Gore-Mann's last months at Stanford were rocky at best. In June 2006, after being passed over for the athletics director job when Leland left to go to the University of the Pacific, she was demoted, surrendering her position as the school's top women's athletics supervisor.
At Stanford, she had been the target of a lawsuit by former athletics department bookkeeper Sheryl Kanzaki, who claimed that Gore-Mann had unfairly retaliated against her for disclosing alleged irregularities. Among other things, Kanzaki accused Gore-Mann of attempting to cover up an incident in which several Stanford football players were revealed to have taken prospective recruits to a San Francisco strip club using athletics department funds.
The university denied that Gore-Mann or anyone else in the department had acted improperly.
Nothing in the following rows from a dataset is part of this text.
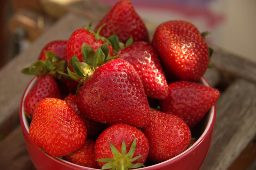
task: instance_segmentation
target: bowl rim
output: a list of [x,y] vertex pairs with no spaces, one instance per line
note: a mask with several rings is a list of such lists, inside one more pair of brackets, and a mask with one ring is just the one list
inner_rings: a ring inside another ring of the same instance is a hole
[[[31,143],[36,147],[39,150],[43,151],[40,150],[39,148],[35,145],[34,143],[32,142],[30,139],[28,134],[28,121],[27,118],[25,114],[24,108],[24,100],[27,94],[29,91],[29,90],[30,90],[34,85],[34,83],[36,82],[37,80],[36,76],[35,76],[30,81],[28,85],[26,87],[25,90],[22,94],[21,100],[20,107],[20,124],[21,125],[21,129],[23,132],[23,135],[26,136],[26,137],[28,139]],[[205,78],[204,77],[202,77],[200,79],[200,80],[202,82],[203,84],[208,87],[210,87],[209,83],[207,81]],[[189,154],[190,152],[193,152],[196,147],[203,141],[206,137],[208,136],[210,133],[211,129],[213,128],[214,126],[215,120],[216,118],[216,105],[214,104],[212,106],[209,111],[208,114],[210,115],[209,119],[207,122],[206,127],[204,130],[203,133],[200,137],[191,146],[188,148],[186,149],[185,151],[180,153],[178,155],[172,158],[166,160],[164,162],[160,162],[156,164],[146,166],[142,168],[140,168],[136,169],[138,170],[144,170],[148,169],[150,169],[154,168],[155,166],[157,166],[158,168],[164,167],[171,163],[173,163],[178,161],[179,159],[186,156],[186,155]],[[209,149],[208,149],[209,150]],[[76,165],[71,162],[68,162],[64,159],[60,159],[58,158],[53,158],[49,155],[45,154],[45,155],[48,156],[49,158],[52,159],[54,161],[58,162],[59,163],[64,165],[68,166],[75,166],[76,168],[80,168],[83,169],[92,170],[99,170],[100,169],[95,169],[89,167],[86,167],[78,165]]]

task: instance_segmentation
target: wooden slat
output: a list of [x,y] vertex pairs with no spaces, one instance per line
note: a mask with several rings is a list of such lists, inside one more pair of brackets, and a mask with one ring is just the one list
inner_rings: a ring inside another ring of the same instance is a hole
[[36,169],[27,151],[20,125],[0,143],[0,169]]
[[256,85],[232,83],[217,102],[211,149],[202,170],[227,169],[256,134]]
[[75,29],[88,23],[85,19],[70,14],[57,22],[26,51],[16,57],[0,70],[0,134],[4,137],[18,124],[19,108],[23,92],[32,77],[20,70],[35,61],[48,42],[67,39]]

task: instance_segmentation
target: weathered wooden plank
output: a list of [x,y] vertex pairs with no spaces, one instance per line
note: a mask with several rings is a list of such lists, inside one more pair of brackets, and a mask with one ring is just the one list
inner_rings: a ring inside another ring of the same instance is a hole
[[202,170],[225,170],[256,134],[256,85],[243,79],[221,94],[211,149]]
[[23,92],[32,77],[20,70],[37,59],[40,51],[48,42],[67,39],[75,29],[88,20],[69,14],[60,19],[38,38],[27,50],[16,56],[0,70],[0,134],[4,136],[19,122],[19,108]]
[[213,67],[224,73],[256,82],[256,63],[219,47],[214,48],[211,61]]
[[23,140],[20,126],[0,143],[0,169],[35,170]]

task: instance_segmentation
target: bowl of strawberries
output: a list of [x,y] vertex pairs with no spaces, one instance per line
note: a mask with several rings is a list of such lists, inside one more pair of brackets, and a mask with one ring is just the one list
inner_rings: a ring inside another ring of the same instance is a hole
[[49,42],[21,71],[35,75],[20,115],[36,168],[199,169],[220,96],[203,77],[207,32],[169,21],[150,43],[128,0],[91,26]]

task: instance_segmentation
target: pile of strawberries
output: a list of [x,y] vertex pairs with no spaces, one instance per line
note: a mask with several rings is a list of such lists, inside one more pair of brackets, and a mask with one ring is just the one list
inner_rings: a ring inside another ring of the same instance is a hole
[[32,141],[49,155],[102,169],[140,167],[183,152],[190,129],[220,96],[198,83],[212,53],[207,32],[169,21],[149,43],[125,0],[94,31],[91,25],[49,42],[22,70],[38,79],[24,102]]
But several of her former associates at Stanford said that the lawsuit, filed in late 2005, along with complaints from other subordinates, had damaged her career there. In March 2006, sources say Gore-Mann applied for the top women's athletics supervisor job at Santa Clara University, but wasn't chosen.
Then came Macmillan.
That same spring, USF officials contracted Leland to conduct a performance evaluation of the USF athletics department. Leland brought in Gore-Mann to do much of the work. It was during that process, sources say, that Macmillan became enamored of Gore-Mann's assessment of what was needed to turn around USF's financially struggling athletics program, and pushed for her hire without opening the process to competition. USF announced her appointment the same week that Stanford and Kanzaki settled the lawsuit, with the terms subject to a confidentiality agreement.
"The process was a huge mistake," says Rick Franceschini, an attorney and longtime USF booster. "It was a critical juncture for the athletics department, and it amounted to a lost opportunity."
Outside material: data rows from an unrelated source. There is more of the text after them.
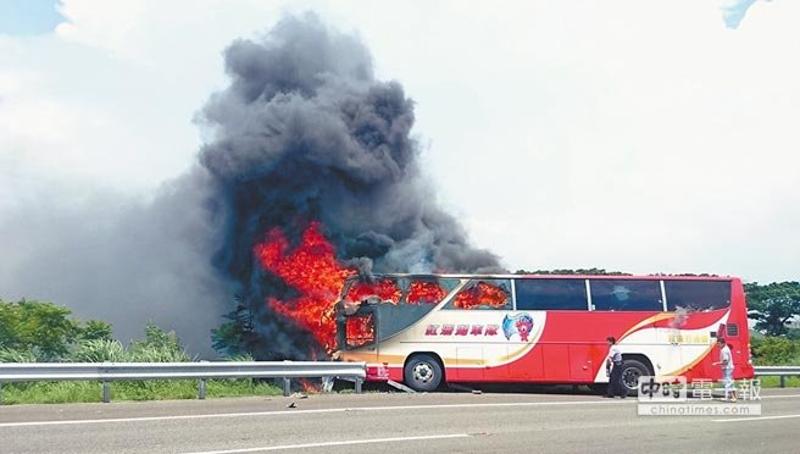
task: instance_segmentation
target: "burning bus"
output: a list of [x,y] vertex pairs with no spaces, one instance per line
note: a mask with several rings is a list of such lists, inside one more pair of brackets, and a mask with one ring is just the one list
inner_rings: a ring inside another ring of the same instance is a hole
[[608,382],[606,337],[629,392],[643,375],[751,378],[742,282],[730,277],[385,274],[349,277],[336,304],[336,356],[368,380],[419,391],[445,383]]

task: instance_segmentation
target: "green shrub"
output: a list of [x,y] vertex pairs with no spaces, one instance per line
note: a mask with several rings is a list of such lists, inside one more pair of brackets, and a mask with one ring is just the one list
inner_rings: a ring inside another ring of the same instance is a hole
[[0,348],[0,363],[32,363],[36,355],[30,350]]
[[81,342],[70,355],[70,359],[83,363],[124,362],[128,360],[128,356],[119,341],[93,339]]
[[753,359],[760,366],[800,364],[800,342],[777,336],[753,336]]

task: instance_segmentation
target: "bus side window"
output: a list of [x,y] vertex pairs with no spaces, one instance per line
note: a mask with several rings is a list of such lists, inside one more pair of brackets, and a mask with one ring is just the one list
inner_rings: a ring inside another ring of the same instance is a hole
[[586,282],[583,279],[515,279],[517,310],[585,311]]
[[655,280],[593,279],[592,304],[598,311],[661,311],[661,284]]
[[473,280],[447,303],[445,309],[511,310],[511,281]]
[[731,305],[730,281],[664,281],[667,310],[712,311]]

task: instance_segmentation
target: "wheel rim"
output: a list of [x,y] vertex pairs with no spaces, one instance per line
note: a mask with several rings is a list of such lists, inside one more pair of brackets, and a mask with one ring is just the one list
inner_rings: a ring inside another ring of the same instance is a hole
[[428,383],[433,380],[434,376],[433,366],[427,362],[417,363],[411,373],[418,383]]
[[635,368],[629,367],[622,371],[622,383],[628,389],[636,389],[639,386],[639,377],[642,376],[642,372]]

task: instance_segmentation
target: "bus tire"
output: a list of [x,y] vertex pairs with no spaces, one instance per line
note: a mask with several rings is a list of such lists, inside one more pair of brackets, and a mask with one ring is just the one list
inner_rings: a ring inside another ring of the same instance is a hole
[[637,394],[639,377],[648,375],[651,375],[650,369],[641,361],[636,359],[626,359],[622,361],[622,376],[620,380],[622,381],[623,390],[629,396],[635,396]]
[[435,391],[442,383],[442,365],[431,355],[413,355],[403,369],[403,381],[414,391]]
[[608,384],[607,383],[592,383],[589,385],[589,389],[592,390],[595,394],[605,395],[608,392]]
Yet, despite the discontent surrounding Gore-Mann, one person appears solidly in her camp: university president Privett. Although he declined to be interviewed for this article, his office referred a reporter to McDonald, USF's vice president for public affairs, who issued the following statement: "Debra Gore-Mann is the person hired for the job, and Father Privett believes she is capable and competent."
The uncertainty remains over who will be USF's coach once Sutton leaves, to the consternation of the school's boosters, who fret that no effective recruiting can take place while the program is in limbo. Evans, while technically still the coach, refuses to say whether he may pursue legal action if matters are not settled to his satisfaction. Gore-Mann says only that the Evans issue "will be resolved after the season."
Meanwhile, even though he is — for a couple more weeks, at least — the face of USF basketball, Sutton clearly has no dog in the hunt when it comes to the controversy brewing around him. It's a fight from which the legendary coach is pointedly keeping his distance.
Although he acknowledges having met Evans a time or two — "probably through Lute [Olson] at Arizona" — Sutton declines to be drawn into a discussion about the deposed coach or the flak directed at Gore-Mann. His energy is focused on eking out a few more victories before this unlikeliest of USF experiments ends. (As of press time, Sutton was 3-12, with two regular season games plus at least one conference tournament game to play.)
"It's been fun," he says, even if it hasn't necessarily been easy. He says he's been living out of a suitcase at the Holiday Inn at Fisherman's Wharf, has consumed too much fast food, and has spent too many 12-hour days inside War Memorial Gym. That schedule leaves little time for anything but work, and his faithful attendance at Alcoholics Anonymous meetings.
"I really wouldn't have done this at all if it weren't for my sons," he says, a reference to Sean, the head coach at Oklahoma State, and Scott, the Oral Roberts coach. "The 800 wins thing — it was more important to them than it was to me. But I'm glad I did it."
And when it's over?
"I've told Debi [Gore-Mann] that I have some ideas about how they can improve their basketball program and that if she wants me to, after the season, I'll be glad to share them with the board of trustees or anyone else," he says.
But such advice won't include who the next coach should be.
“No, no, no,” Sutton insists. “That’s something they’re going to have to figure out for themselves.”